Magic wavelengths for the np-ns transitions in alkali-metal atoms

TL;DR

This paper calculates magic wavelengths for alkali-metal atoms using advanced relativistic methods to identify wavelengths where atomic levels experience identical ac Stark shifts, aiding optical trapping.

Contribution

It introduces high-precision calculations of magic wavelengths for alkali-metal atoms using a relativistic all-order method for electric-dipole matrix elements.

Findings

Identified magic wavelengths for alkali-metal atoms.

Provided high-accuracy electric-dipole matrix elements.
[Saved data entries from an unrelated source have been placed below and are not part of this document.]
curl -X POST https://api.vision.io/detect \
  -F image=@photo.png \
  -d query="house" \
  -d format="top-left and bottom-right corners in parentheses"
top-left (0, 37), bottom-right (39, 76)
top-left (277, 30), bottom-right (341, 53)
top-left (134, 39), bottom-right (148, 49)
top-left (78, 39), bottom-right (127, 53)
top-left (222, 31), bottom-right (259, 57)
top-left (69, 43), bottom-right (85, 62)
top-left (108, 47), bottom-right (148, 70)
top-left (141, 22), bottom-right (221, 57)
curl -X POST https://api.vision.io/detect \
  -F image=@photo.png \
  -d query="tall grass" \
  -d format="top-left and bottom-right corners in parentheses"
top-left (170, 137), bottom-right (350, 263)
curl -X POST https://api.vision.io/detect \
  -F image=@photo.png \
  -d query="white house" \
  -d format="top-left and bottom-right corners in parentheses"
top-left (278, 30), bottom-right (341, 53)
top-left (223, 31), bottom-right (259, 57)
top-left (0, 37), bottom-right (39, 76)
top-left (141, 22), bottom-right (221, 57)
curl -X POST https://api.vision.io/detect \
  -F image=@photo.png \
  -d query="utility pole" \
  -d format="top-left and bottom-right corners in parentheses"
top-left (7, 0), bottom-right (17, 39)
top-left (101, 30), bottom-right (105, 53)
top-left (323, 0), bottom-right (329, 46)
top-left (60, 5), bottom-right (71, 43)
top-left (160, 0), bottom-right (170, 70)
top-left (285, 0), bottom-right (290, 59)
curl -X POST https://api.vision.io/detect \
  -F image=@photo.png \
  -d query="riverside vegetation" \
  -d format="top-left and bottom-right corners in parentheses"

Facilitated state-insensitive optical cooling and trapping.

Abstract

Extensive calculations of the electric-dipole matrix elements in alkali-metal atoms are conducted using the relativistic all-order method. This approach is a linearized version of the coupled-cluster method, which sums infinite sets of many-body perturbation theory terms. All allowed transitions between the lowest ns, np_1/2, np_3/2 states and a large number of excited states are considered in these calculations and their accuracy is evaluated. The resulting electric-dipole matrix elements are used for the high-precision calculation of frequency-dependent polarizabilities of the excited states of alkali-metal atoms. We find magic wavelengths in alkali-metal atoms for which the ns and np_1/2 and np_3/2 atomic levels have the same ac Stark shifts, which facilitates state-insensitive optical cooling and trapping.